Don Paul Novitzke, for debtors/defendants.
Thomas S. Utschig, United States Bankruptcy Judge.
MEMORANDUM OPINION, FINDINGS OF FACT,
AND CONCLUSIONS OF LAW
Richard Kemis (plaintiff), by Guy T. Ludvigson, has filed a complaint pursuant to 11
U.S.C. § 523(a)(2)(A) and Bankruptcy Rule 4007 seeking to have an obligation of the
debtors excepted from their bankruptcy discharge. The debtors appear by Don Paul Novitzke
and object to the complaint. A trial was held in this matter on February 11, 1987, and the
issues have been submitted to the court for determination through briefs.

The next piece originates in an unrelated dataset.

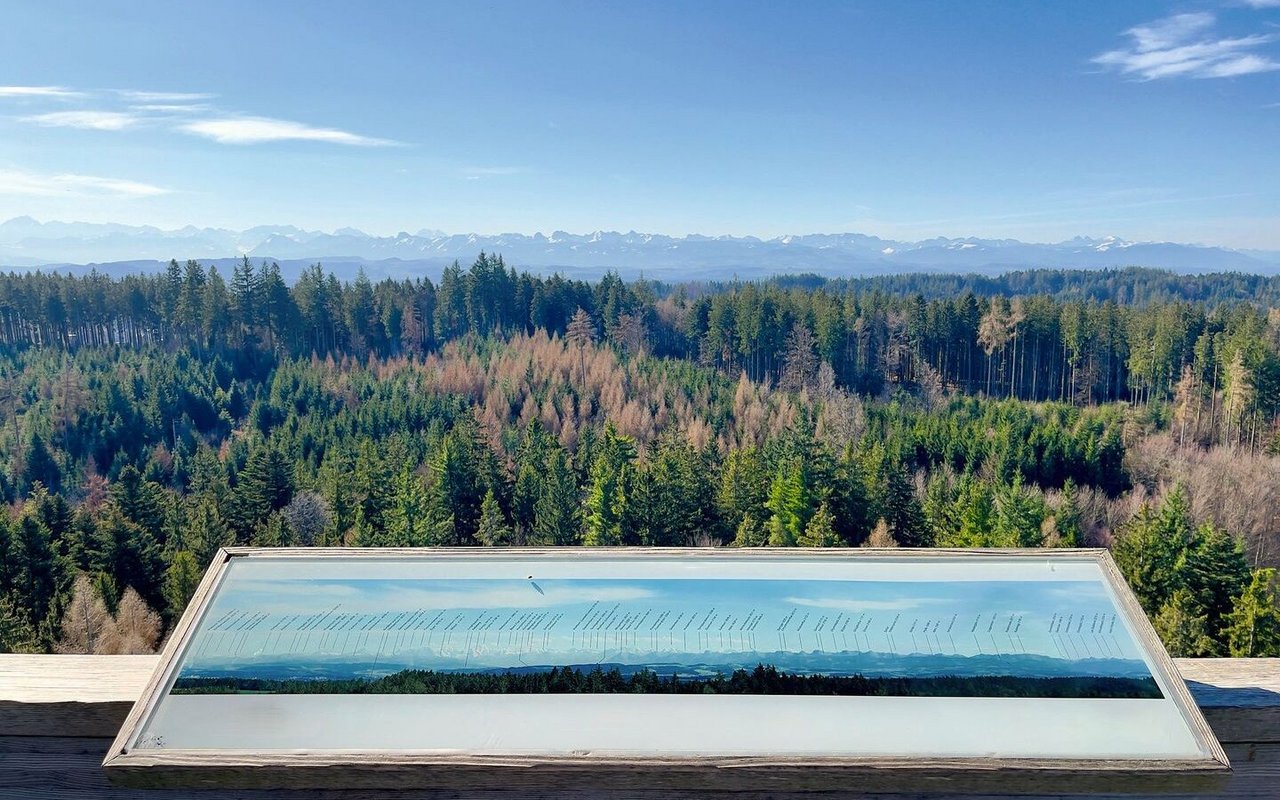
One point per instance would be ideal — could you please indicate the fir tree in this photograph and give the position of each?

The plaintiff and Wayne O'Loughlin (debtor) began doing business together in a
partnership type of arrangement in the summer of 1982. The business started primarily as a
retail floorcovering operation. These parties subsequently entered into a written
partnership agreement on July 28, 1983. Judith O'Loughlin did not enter into the
partnership agreement. The partnership was eventually terminated by a written dissolution
agreement executed on October 2, 1984. Under the terms of the dissolution agreement the
debtor was to pay the plaintiff $30,000 and was to indemnify and hold the plaintiff
harmless from all the liabilities of the partnership. The debtor also executed a
promissory note on October 2, 1984, evidencing and stating the terms of payment of the
$30,000 obligation to the plaintiff.
The debtor attempted to continue the business operation; however, the business proved
unsuccessful and the debtor had to close the business down in June of 1985 due to
financial difficulties. The business had significant liabilities after it ceased
operation. The plaintiff remained personally liable on some of the obligations of the
defunct business and has had to pay obligations of the business.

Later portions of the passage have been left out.